Aslında bu çalışmalara bakıldığında yalnızlık kavramının sözlük karşılığından çok farklı bir görselle karşımıza çıktığını görürüz. Kalabalıkla! Sanatçının burada asıl vurgulamak istediği olay örgüsü tam olarak böyle başlamaktadır.
Aklından, kalbinden geçen düşünce ve duygu insanların bunca kalabalık arasındaki yalnızlığıdır, onun için ‘’Yalnızlar Serisi ‘’ aslında kalabalık figürlerden oluşmaktadır. En büyük özelliklerinden biri olan puslu hava bu seri için ayırt edici bir özelliktir. Yalnızlar serisine ait olan bu özellik, çalışmanın tam ortasında yer alan gruplar halindeki kalabalık bir topluluk ve üzerlerindeki kasvetli hava, figürlerin belirgin olmayan yüzleri, sanatçının kalabalıklar arasındaki huzursuzluğunu betimlemiştir.
Figürlerin gruplar halinde olması çalışmanın kompozisyon açısından dengesini daha rahat sağlamak amacı ile yapılmıştır. Genellikle bu özellikler çalışmaların merkez noktası olmuştur. (Bkz. Resim 2)

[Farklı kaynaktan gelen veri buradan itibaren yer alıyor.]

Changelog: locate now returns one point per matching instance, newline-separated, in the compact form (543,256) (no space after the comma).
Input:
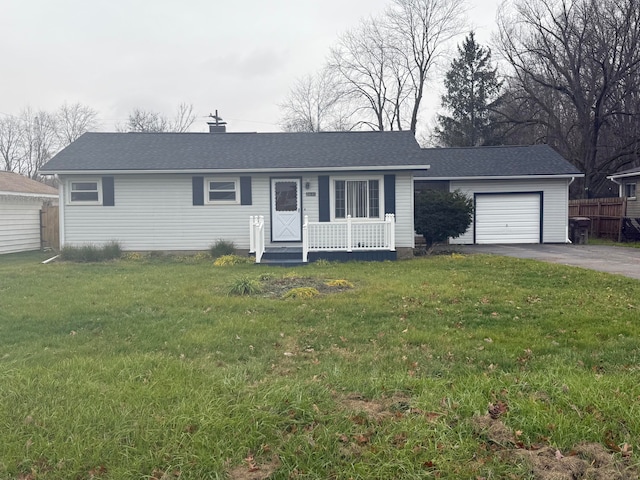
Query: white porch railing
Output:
(256,236)
(348,235)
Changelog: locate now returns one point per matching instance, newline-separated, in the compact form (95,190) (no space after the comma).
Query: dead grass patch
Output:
(279,287)
(253,469)
(587,461)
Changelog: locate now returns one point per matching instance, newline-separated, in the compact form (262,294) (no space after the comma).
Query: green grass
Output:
(606,241)
(139,369)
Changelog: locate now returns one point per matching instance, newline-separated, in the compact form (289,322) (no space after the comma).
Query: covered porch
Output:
(350,239)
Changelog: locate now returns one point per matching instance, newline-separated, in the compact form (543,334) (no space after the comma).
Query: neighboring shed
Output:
(628,184)
(520,193)
(21,200)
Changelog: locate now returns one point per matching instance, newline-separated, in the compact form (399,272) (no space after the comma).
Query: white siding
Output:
(405,230)
(19,224)
(155,212)
(555,203)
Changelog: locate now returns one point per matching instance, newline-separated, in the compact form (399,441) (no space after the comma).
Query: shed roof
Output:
(168,152)
(14,183)
(502,161)
(631,172)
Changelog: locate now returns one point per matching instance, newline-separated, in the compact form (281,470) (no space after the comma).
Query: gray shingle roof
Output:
(235,151)
(503,161)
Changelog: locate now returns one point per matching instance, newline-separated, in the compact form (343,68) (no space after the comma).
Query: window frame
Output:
(627,190)
(236,190)
(357,178)
(70,189)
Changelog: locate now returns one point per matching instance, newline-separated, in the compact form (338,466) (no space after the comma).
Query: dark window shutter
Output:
(390,194)
(108,198)
(324,205)
(245,190)
(198,190)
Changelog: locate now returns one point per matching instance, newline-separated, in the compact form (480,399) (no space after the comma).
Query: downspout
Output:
(617,183)
(567,227)
(61,204)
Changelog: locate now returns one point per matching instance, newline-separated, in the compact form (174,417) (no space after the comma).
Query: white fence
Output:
(348,235)
(256,236)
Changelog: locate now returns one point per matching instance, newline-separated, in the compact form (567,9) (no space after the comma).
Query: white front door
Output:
(286,211)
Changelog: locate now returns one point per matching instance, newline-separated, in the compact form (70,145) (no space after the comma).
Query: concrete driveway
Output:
(619,260)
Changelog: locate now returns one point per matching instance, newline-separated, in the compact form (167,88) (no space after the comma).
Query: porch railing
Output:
(256,236)
(348,235)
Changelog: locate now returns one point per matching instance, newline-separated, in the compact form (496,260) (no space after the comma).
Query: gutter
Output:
(239,170)
(572,176)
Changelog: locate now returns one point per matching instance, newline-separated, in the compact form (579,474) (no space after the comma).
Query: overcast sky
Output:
(238,56)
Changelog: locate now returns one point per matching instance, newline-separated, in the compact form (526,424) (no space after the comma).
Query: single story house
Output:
(21,200)
(320,195)
(627,181)
(520,193)
(325,193)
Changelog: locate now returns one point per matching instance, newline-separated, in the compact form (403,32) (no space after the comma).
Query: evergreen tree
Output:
(472,86)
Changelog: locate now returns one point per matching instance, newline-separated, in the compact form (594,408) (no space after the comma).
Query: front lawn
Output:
(440,367)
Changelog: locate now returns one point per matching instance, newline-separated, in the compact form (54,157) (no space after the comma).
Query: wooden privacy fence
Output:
(49,227)
(606,214)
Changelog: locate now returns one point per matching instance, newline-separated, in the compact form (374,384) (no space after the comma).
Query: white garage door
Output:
(508,218)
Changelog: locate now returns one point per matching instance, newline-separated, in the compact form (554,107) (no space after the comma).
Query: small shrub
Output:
(302,292)
(133,256)
(439,214)
(322,262)
(227,260)
(91,253)
(245,286)
(222,248)
(339,284)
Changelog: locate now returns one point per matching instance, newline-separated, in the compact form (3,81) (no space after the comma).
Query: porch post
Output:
(391,230)
(305,239)
(252,239)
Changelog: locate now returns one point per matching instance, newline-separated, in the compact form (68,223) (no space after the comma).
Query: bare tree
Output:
(183,119)
(10,143)
(145,121)
(422,29)
(74,120)
(39,140)
(363,63)
(576,66)
(314,104)
(140,120)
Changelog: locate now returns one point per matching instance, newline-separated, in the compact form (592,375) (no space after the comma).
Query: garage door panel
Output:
(509,218)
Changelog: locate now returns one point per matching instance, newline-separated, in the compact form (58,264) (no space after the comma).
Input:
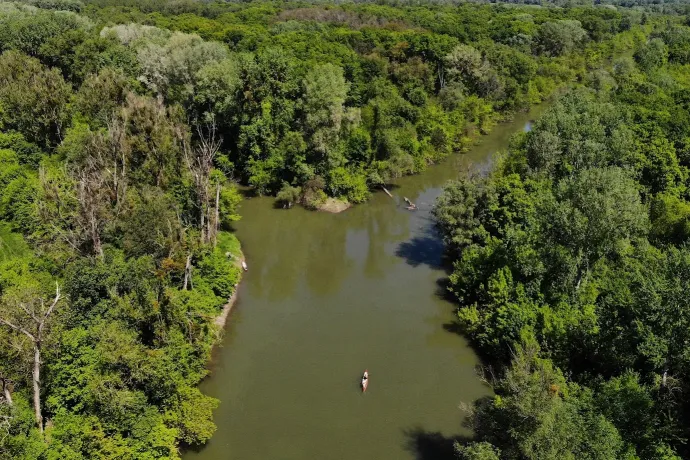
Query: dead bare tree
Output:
(199,160)
(32,321)
(6,391)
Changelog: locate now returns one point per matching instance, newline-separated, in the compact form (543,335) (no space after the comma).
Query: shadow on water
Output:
(422,250)
(428,445)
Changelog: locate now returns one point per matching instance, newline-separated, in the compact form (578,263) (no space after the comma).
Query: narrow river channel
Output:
(327,296)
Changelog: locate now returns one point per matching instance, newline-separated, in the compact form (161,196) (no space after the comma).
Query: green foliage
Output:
(573,255)
(121,135)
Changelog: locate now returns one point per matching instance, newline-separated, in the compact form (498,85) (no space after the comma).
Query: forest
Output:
(571,269)
(127,128)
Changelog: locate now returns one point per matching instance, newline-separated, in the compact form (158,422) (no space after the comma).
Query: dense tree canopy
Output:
(573,255)
(124,126)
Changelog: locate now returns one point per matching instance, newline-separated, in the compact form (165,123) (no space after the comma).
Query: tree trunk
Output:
(6,392)
(217,229)
(36,384)
(202,226)
(209,223)
(187,272)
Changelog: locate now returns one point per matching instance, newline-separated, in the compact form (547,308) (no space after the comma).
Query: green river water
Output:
(328,295)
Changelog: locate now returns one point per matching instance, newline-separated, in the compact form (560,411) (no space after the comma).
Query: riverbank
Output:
(330,297)
(232,248)
(333,205)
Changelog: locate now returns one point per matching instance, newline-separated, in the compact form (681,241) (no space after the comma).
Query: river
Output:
(328,295)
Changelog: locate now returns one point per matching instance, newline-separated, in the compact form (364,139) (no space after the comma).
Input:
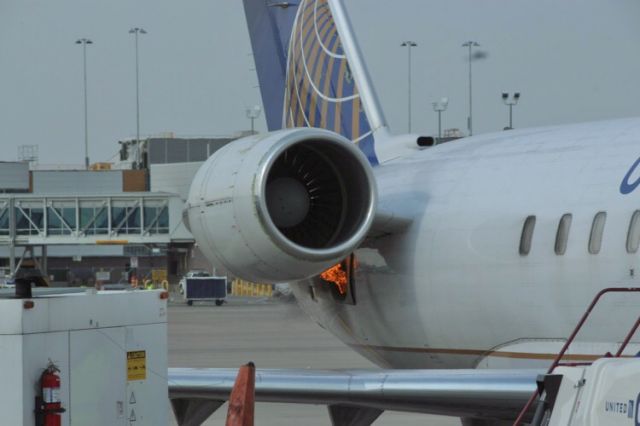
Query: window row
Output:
(595,236)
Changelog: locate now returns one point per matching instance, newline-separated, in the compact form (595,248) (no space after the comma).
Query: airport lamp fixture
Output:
(137,31)
(409,45)
(439,107)
(84,42)
(470,45)
(510,101)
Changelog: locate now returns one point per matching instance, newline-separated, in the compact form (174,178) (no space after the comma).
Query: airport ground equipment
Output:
(547,390)
(205,289)
(604,393)
(84,358)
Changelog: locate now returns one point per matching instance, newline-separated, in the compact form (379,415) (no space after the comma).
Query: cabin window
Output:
(633,237)
(595,240)
(527,235)
(562,236)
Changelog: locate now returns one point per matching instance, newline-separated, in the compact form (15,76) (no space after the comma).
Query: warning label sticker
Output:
(136,365)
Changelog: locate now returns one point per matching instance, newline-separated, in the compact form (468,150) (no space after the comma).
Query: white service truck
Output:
(88,358)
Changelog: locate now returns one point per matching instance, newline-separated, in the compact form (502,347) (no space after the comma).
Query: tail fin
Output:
(310,69)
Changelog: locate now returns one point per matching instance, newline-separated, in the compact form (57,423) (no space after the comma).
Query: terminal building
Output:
(82,226)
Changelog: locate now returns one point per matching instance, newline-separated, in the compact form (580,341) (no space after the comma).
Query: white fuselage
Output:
(453,290)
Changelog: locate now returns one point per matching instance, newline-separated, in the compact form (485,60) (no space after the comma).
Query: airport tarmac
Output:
(272,334)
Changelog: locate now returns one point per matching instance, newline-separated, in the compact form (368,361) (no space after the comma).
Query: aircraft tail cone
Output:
(242,399)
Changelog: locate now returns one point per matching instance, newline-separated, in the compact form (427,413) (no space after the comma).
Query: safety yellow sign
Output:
(136,365)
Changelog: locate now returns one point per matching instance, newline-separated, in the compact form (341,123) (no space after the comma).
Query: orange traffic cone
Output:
(242,399)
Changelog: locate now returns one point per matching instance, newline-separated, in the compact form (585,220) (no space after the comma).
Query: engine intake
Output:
(282,206)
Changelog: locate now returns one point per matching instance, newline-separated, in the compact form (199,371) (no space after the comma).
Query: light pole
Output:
(440,106)
(136,31)
(470,45)
(409,44)
(253,113)
(510,101)
(84,42)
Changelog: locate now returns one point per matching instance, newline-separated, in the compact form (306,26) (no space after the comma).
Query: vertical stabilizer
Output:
(310,69)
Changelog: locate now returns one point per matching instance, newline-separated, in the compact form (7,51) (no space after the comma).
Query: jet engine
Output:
(282,206)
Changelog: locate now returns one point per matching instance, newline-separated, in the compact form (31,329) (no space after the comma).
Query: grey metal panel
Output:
(491,394)
(173,178)
(157,151)
(77,182)
(177,151)
(14,176)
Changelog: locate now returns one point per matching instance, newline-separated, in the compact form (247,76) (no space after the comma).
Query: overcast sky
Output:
(572,60)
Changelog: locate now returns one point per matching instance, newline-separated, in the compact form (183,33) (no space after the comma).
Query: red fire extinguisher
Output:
(48,405)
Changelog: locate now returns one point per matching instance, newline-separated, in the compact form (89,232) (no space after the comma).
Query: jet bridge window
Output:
(527,235)
(597,229)
(633,237)
(562,236)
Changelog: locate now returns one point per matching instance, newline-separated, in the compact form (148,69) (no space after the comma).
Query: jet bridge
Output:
(30,220)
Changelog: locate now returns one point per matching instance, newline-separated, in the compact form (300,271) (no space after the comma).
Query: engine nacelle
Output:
(282,206)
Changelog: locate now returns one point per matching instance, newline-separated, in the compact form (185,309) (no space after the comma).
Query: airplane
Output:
(458,268)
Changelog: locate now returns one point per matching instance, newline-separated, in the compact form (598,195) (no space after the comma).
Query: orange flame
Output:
(338,276)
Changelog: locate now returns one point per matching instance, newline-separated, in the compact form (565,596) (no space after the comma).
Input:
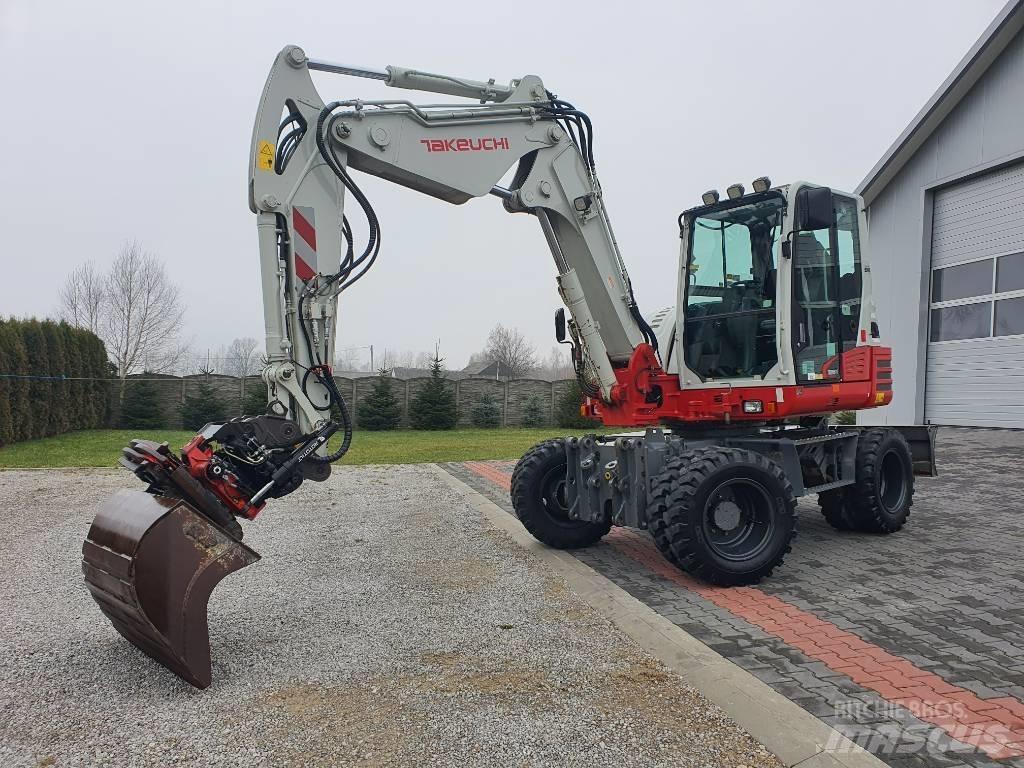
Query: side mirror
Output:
(814,209)
(560,325)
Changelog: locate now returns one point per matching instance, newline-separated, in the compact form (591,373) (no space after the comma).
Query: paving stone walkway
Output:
(911,645)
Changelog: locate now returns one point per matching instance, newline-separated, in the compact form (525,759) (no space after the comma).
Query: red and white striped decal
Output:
(304,247)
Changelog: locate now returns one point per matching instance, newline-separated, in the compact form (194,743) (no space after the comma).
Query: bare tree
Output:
(509,347)
(558,365)
(142,310)
(82,298)
(241,357)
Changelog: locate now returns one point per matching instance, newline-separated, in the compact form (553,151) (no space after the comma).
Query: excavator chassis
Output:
(151,563)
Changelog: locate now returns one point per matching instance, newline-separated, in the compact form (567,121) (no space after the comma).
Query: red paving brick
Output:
(994,725)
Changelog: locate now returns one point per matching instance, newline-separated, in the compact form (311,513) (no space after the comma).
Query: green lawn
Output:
(102,448)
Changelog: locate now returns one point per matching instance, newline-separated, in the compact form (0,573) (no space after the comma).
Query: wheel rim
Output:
(553,497)
(892,482)
(738,519)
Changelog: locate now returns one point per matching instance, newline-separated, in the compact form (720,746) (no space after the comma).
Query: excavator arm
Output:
(302,152)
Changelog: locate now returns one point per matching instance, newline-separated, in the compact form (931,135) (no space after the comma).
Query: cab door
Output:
(826,284)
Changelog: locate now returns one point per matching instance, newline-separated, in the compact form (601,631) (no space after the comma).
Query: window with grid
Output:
(978,299)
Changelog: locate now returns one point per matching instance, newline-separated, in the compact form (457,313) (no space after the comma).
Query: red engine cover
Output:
(645,395)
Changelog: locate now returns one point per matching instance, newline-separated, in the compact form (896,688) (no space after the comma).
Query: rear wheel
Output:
(880,500)
(725,515)
(540,500)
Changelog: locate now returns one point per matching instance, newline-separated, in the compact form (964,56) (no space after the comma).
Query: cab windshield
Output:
(730,292)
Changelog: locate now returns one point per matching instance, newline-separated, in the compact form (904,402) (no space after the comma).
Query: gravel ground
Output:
(386,625)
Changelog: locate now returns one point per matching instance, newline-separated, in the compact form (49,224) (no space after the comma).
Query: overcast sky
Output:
(132,120)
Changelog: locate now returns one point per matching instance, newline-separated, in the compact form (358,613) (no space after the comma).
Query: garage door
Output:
(976,331)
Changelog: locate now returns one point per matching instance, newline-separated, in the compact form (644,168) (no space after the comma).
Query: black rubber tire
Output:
(539,505)
(681,520)
(880,501)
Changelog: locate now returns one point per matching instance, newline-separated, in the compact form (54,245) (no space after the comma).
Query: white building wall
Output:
(985,130)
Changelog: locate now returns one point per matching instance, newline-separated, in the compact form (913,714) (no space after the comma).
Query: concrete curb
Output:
(795,735)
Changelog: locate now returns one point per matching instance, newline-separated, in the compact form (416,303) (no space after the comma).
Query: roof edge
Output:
(993,41)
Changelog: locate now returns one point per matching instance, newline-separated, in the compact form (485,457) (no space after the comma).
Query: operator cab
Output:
(784,258)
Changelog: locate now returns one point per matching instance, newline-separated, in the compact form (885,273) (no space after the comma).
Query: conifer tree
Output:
(140,404)
(433,407)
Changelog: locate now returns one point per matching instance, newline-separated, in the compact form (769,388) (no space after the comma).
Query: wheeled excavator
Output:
(729,392)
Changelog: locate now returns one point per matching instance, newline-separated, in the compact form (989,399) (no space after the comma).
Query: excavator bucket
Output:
(151,563)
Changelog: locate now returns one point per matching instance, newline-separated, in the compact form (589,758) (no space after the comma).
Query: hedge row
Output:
(50,379)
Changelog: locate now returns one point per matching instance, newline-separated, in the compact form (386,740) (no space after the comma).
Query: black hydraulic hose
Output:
(346,423)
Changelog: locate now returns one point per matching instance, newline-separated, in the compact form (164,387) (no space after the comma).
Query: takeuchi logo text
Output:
(465,144)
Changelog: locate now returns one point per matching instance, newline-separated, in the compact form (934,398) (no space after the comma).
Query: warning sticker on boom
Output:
(264,156)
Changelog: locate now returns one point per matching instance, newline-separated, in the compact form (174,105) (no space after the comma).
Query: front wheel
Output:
(540,500)
(725,515)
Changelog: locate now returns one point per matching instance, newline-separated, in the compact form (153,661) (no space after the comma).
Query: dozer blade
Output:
(151,563)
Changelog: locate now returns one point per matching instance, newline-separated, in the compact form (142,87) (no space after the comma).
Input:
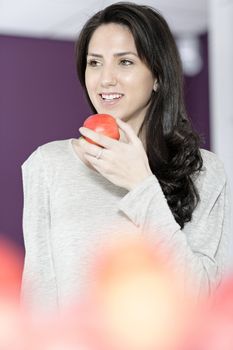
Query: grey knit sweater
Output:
(70,210)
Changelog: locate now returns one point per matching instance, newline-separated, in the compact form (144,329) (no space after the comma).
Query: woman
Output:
(154,181)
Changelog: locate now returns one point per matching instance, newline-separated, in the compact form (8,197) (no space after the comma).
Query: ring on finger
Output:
(99,153)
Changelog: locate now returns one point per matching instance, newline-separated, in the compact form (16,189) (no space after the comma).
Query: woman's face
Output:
(117,81)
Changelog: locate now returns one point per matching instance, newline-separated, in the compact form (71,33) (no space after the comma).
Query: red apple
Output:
(104,124)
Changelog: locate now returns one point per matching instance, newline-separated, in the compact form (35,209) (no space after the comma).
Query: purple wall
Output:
(41,101)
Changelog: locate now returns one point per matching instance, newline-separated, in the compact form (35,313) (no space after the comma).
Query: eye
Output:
(93,63)
(126,62)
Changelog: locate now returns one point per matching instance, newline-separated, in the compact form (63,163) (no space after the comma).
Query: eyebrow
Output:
(119,54)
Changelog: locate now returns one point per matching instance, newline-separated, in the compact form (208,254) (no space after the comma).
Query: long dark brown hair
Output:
(173,147)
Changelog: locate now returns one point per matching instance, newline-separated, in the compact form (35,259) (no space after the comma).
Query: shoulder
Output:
(47,152)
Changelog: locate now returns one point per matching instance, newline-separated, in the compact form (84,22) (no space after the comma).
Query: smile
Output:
(110,96)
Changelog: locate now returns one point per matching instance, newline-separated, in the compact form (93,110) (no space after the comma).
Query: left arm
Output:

Resim 2: Haydar Durmuş, Yalnızlar Serisi, Puslu Hava 1, T.Ü.Y.B., 21.5x25, 1978
Kaynak: Aybüke Kolot Arşivi
1978 yılına ait olan bu eser renklerin koyuluğu ile “Yalnızlar Serisinin” ana temasını oluşturmaktadır. Çalışma, gruplar halindeki figürlerin sanki bir koşuşturmaca halinde resmedilmesi ile kasvetli bir havada korkunun betimlenmesidir. Bu serideki amacı kalabalıklar arasında tek olma düşüncesi gruplar halindeki figürlerle vurgulanarak anlatılmıştır. Resimde gökyüzünde kalın fırça darbeleri kullanılmış fakat figürler daha yumuşak ve silüet bir şekilde resmedilmiştir. Karamsarlık, koyu renkler, kalabalık figürler ve belirgin olmayan ifadeler… Yalnızlar serisi bu gibi betimlemeleriyle kendini belli eder. Sanatçı çalışmalarını sanatının ilk yıllarında yaptığından şu an elinde pek fazla çalışma bulunmamaktadır. Sanatçının mevcut çalışmaları incelendiğinde ise günümüze yaklaştıkça renk tonlarında açılma olsa da karamsarlığın devam ettiği görülmektedir. (Bkz. Resim2).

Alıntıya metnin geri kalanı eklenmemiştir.